Regen. "Neulinge" und "Zeugen". Die Oase Mestuta. Ueber den Gurt-el-Kebir nach Dekir. Gatron. Fest zur Feier der Wiederkehr des Mondes. Die Dörfer Bachi und Medrussa. Kasaraua. Tedjerri. Das Gatron-Thal. Aufbruch von Tedjerri nach Kauar.

Mittags den 25. März brach ich bei schönstem Wetter von Mursuk auf. Ich hatte sieben Diener und fünf Kamele. Zwei Gorianer mit ihren Kamelen wollten noch denselben Abend zu uns stossen, und mit Maina Adem war verabredet, dass seine grosse Gofla (Karavane) am nächsten Tage nachfolgen und sich mit uns vereinigen solle.

So gut das Wetter beim Ausmarsch gewesen, so schlecht endete der Tag.
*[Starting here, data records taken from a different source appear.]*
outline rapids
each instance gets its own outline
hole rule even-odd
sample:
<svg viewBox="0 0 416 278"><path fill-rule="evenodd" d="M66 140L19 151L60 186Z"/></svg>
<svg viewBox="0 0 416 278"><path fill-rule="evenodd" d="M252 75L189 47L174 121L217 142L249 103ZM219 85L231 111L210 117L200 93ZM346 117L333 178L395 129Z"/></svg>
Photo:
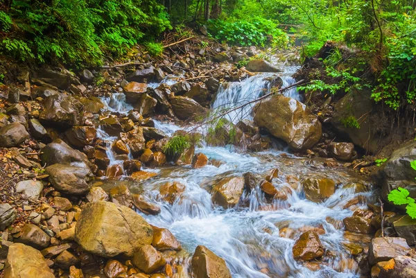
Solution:
<svg viewBox="0 0 416 278"><path fill-rule="evenodd" d="M284 86L294 82L290 76L294 71L295 69L291 67L280 74ZM240 82L222 85L212 108L233 107L266 94L270 89L272 76L260 73ZM285 94L302 101L295 88ZM109 111L121 113L132 108L124 101L121 95L116 94L103 99ZM243 111L236 111L229 116L229 119L234 123L237 119L250 119L250 109L247 107ZM155 123L157 128L168 136L176 130L189 128L172 123ZM102 130L99 134L107 145L114 140ZM160 214L142 216L152 225L168 228L181 243L184 250L176 255L175 261L171 263L189 268L195 248L203 245L226 261L234 278L360 277L357 263L343 244L350 241L363 244L365 236L361 238L362 243L351 239L354 237L348 239L339 226L344 218L352 215L352 210L344 208L349 201L358 195L363 196L362 200L370 198L369 193L355 193L351 189L343 189L353 182L365 182L361 177L345 169L325 167L324 159L297 157L285 151L284 147L245 153L234 150L232 146L204 146L196 150L198 152L205 153L210 159L221 162L222 164L218 167L207 165L201 168L172 164L157 169L145 168L144 171L156 171L159 175L141 183L125 180L108 181L103 186L108 189L119 183L127 183L132 193L144 194L148 200L160 206ZM113 159L111 164L116 163L114 155L108 155ZM292 194L287 200L275 200L270 204L257 188L243 196L234 208L224 209L212 203L209 190L216 180L241 176L247 172L264 177L268 171L276 168L279 169L279 177L273 180L273 185L277 189L291 189ZM337 184L336 193L320 204L306 200L299 180L311 175L333 179ZM158 189L172 181L180 182L186 186L186 190L180 198L170 205L158 197ZM365 205L361 203L354 207ZM324 230L324 234L320 237L330 254L325 255L322 261L309 263L307 268L293 259L292 247L302 232L312 228ZM320 269L310 270L317 265ZM191 276L182 274L180 277Z"/></svg>

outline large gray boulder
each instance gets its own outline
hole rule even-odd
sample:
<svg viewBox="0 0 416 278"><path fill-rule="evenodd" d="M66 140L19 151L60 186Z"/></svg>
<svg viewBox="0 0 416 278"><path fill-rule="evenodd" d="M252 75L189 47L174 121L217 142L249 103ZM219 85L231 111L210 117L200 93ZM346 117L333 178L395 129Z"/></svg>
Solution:
<svg viewBox="0 0 416 278"><path fill-rule="evenodd" d="M49 182L55 189L67 194L83 194L92 187L94 175L89 168L64 164L46 167Z"/></svg>
<svg viewBox="0 0 416 278"><path fill-rule="evenodd" d="M153 240L153 230L132 209L103 201L87 204L75 229L75 240L85 250L110 258L129 257Z"/></svg>
<svg viewBox="0 0 416 278"><path fill-rule="evenodd" d="M0 128L0 147L17 147L29 139L29 134L20 123L12 123Z"/></svg>
<svg viewBox="0 0 416 278"><path fill-rule="evenodd" d="M318 117L304 104L280 94L258 103L254 123L295 150L305 150L319 142L322 128Z"/></svg>

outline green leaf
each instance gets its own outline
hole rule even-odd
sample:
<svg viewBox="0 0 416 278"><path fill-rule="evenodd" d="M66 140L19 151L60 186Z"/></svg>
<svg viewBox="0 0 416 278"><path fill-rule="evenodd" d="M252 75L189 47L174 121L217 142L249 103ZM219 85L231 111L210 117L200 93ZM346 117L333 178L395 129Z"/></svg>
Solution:
<svg viewBox="0 0 416 278"><path fill-rule="evenodd" d="M407 189L399 187L397 189L390 191L388 194L388 200L397 205L414 203L415 200L408 196L409 191Z"/></svg>

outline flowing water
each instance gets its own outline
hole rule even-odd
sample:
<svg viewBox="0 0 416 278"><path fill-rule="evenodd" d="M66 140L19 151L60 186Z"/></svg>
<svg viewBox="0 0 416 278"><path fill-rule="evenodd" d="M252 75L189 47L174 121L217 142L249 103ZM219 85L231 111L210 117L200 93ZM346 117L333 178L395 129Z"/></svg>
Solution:
<svg viewBox="0 0 416 278"><path fill-rule="evenodd" d="M272 76L261 73L241 82L221 85L213 108L235 107L266 94L270 91ZM294 82L288 73L281 76L284 85ZM302 100L295 89L285 94ZM121 103L110 105L112 99L107 104L110 111L119 107L121 110L117 112L125 112L128 109L128 105L121 103L121 97L116 97ZM235 119L241 119L241 115L250 119L250 112L248 107L231 115L230 119L235 121ZM187 128L157 121L155 127L168 135ZM114 139L100 134L108 141ZM322 159L297 157L279 150L241 153L229 146L206 146L196 152L220 162L220 166L193 168L170 165L156 170L159 175L155 179L129 184L133 193L146 195L149 201L162 208L157 216L143 216L152 225L168 228L181 243L184 251L178 253L172 264L182 264L188 269L195 248L203 245L225 260L234 278L359 277L357 264L343 245L352 240L345 236L339 225L344 218L352 215L352 210L344 209L349 202L359 195L362 196L361 200L370 198L369 193L355 193L344 188L353 182L365 182L360 177L341 168L325 167ZM257 188L245 193L234 208L224 209L213 204L209 191L216 180L241 176L247 172L264 177L276 168L279 177L274 179L272 184L279 190L287 191L289 189L286 200L270 202ZM307 200L300 181L309 176L333 179L337 184L336 193L322 203ZM166 182L173 181L184 184L186 189L171 205L159 198L158 189ZM358 203L354 207L364 205ZM320 269L316 271L310 270L316 263L309 263L307 268L295 261L292 254L295 240L311 229L320 231L322 244L329 251L318 263ZM191 276L182 273L179 277Z"/></svg>

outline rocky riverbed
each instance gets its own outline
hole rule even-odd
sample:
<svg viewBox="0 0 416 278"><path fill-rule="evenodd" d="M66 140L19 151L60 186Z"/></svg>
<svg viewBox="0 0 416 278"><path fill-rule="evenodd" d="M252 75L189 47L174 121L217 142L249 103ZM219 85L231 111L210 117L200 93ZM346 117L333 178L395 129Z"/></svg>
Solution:
<svg viewBox="0 0 416 278"><path fill-rule="evenodd" d="M21 67L1 87L3 277L416 277L416 222L380 207L415 191L414 142L364 175L360 145L295 88L201 125L295 83L299 66L181 49L76 73ZM168 151L188 134L202 139Z"/></svg>

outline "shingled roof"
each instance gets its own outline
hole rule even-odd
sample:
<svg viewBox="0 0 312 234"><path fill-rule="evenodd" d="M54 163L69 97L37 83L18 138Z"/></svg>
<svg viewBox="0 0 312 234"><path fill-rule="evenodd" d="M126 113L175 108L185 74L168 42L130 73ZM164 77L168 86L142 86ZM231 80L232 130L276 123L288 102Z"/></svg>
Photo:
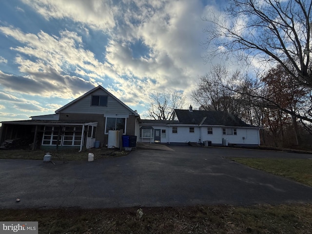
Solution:
<svg viewBox="0 0 312 234"><path fill-rule="evenodd" d="M175 109L180 124L203 124L233 127L254 127L244 122L236 116L225 111Z"/></svg>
Gerade mit Sonnenuntergang brauste plötzlich von Osten her ein Sandsturm heran, der die Luft völlig verfinsterte. Zum Glück befanden wir uns in unmittelbarer Nähe des Oertchens Hadj Hadjil und konnten dasselbe eben noch erreichen. An Aufschlagen der Zelte war natürlich nicht zu denken; wir legten uns, nachdem das Essen in einem Hause gekocht und verzehrt worden, zwischen Gepäckstücken auf die Erde nieder und waren, als wir morgens aufstanden, zollhoch mit Sand bedeckt.

Der Sturm tobte noch den ganzen Tag mit gleicher Gewalt, doch stellte sich gegen Abend Regen ein, der wenigstens den argen Sandstaub niederschlug, sodass es möglich wurde, unsern Marsch wieder fortzusetzen. Anhaltender Regen ist allerdings eine aussergewöhnliche Erscheinung in Fesan, sie muss indess nicht gar zu selten vorkommen, denn auch andere Reisende berichten davon. Wir wateten anfangs durch tiefen Sand und kamen dann in einen Wald von wilden Palmen, in dem nach zweistündigem Marsche, da der Regen nicht nachliess, zur Nacht gelagert wurde. Hier traf uns Maina Adem's Karavane und nächtigte dicht neben der unserigen. Er selbst war noch in Mursuk zurückgeblieben.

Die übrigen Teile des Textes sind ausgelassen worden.